31 May 2026, 22:27

FDP feiert "Wendepunkt" – doch interne Spaltungen bleiben sichtbar

Neuer FDP-Generalsekretär sieht gute Chancen für Comeback

FDP feiert "Wendepunkt" – doch interne Spaltungen bleiben sichtbar

Die Freie Demokratische Partei (FDP) hat am Sonntagabend ihren Bundesparteitag in Berlin beendet. Der neu gewählte Generalsekretär Martin Hagen hob die zentralen Beschlüsse und eine spürbare Veränderung der Wählerstimmung hervor und bezeichnete die Veranstaltung als „Wendepunkt“ für die Partei.

Die Delegierten unterstützten auf dem Parteitag den zentralen Programmentwurf „Neustart für Deutschland: Ein kühner Aufbruch für eine erfolgreiche Nation“. Das Papier skizziert die Prioritäten der FDP, um ihren politischen Einfluss wiederzubeleben. Doch nicht alle Debatten verliefen reibungslos – mehrere Änderungsanträge wurden an Ausschüsse verwiesen, statt offen diskutiert zu werden.

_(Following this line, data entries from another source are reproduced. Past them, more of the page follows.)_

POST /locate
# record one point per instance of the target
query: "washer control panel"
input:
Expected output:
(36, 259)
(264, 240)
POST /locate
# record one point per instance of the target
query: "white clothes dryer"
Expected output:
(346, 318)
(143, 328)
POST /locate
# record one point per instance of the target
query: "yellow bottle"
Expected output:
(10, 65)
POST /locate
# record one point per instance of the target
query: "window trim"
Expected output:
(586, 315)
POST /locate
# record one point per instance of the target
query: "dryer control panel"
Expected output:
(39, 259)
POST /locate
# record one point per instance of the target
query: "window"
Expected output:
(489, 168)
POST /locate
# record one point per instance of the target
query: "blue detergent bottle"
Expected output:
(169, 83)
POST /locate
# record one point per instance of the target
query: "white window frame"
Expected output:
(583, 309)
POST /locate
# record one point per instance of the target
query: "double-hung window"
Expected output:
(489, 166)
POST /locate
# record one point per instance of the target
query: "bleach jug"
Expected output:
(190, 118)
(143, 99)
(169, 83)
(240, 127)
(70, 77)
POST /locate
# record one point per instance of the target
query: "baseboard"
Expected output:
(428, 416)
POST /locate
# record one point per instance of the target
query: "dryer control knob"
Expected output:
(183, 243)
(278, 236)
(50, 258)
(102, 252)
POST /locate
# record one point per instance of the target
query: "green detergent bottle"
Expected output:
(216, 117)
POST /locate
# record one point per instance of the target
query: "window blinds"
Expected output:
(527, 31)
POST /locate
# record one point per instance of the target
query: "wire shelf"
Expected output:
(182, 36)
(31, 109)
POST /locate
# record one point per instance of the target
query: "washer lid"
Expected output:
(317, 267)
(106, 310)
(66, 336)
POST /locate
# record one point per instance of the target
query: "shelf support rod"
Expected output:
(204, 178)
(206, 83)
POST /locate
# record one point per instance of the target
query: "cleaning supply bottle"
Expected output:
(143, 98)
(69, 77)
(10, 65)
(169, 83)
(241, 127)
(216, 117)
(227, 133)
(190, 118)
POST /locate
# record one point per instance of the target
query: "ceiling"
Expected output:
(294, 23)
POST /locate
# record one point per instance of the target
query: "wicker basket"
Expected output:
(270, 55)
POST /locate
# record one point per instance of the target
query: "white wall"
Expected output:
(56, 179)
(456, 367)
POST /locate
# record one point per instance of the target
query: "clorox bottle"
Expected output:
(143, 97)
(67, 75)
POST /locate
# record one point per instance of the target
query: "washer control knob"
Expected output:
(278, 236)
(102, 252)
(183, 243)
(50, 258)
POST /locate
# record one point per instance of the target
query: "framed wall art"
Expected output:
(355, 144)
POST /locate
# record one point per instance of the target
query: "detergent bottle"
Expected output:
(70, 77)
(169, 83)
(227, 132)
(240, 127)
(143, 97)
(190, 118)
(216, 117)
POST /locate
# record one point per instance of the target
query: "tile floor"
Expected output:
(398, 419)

Die internen Wahlen offenbarten indes die Spaltungen innerhalb der Partei. Der neue Vorsitzende Wolfgang Kubicki erhielt 59 Prozent der Stimmen, Hagen erreichte einen ähnlichen Wert. Trotz der Differenzen zeigte sich Hagen zuversichtlich und lobte den neu gewählten Bundesvorstand als „frischen Aufbruch“.

Hagen verwies auf einen jüngsten Anstieg des Wählerinteresses: Die Umfragewerte für die FDP stiegen innerhalb von zwei Monaten von 16 auf 22 Prozent. Nun gelte es, diese potenzielle Unterstützung in tatsächliche Stimmen umzumünzen, um die Partei wieder über die Fünf-Prozent-Hürde zu bringen. In den kommenden Monaten will die FDP ihren Wahlkampf auf Sachsen-Anhalt, Mecklenburg-Vorpommern und Berlin konzentrieren.

Der Parteitag endete mit Hagens Schlusswort, in dem er die gefassten Beschlüsse und den Führungswechsel als entscheidende Weichenstellungen für die Zukunft darstellte. Die nächste Herausforderung der FDP wird sein, den gewonnenen Schwung in messbare Erfolge bei den anstehenden Landeswahlen umzusetzen.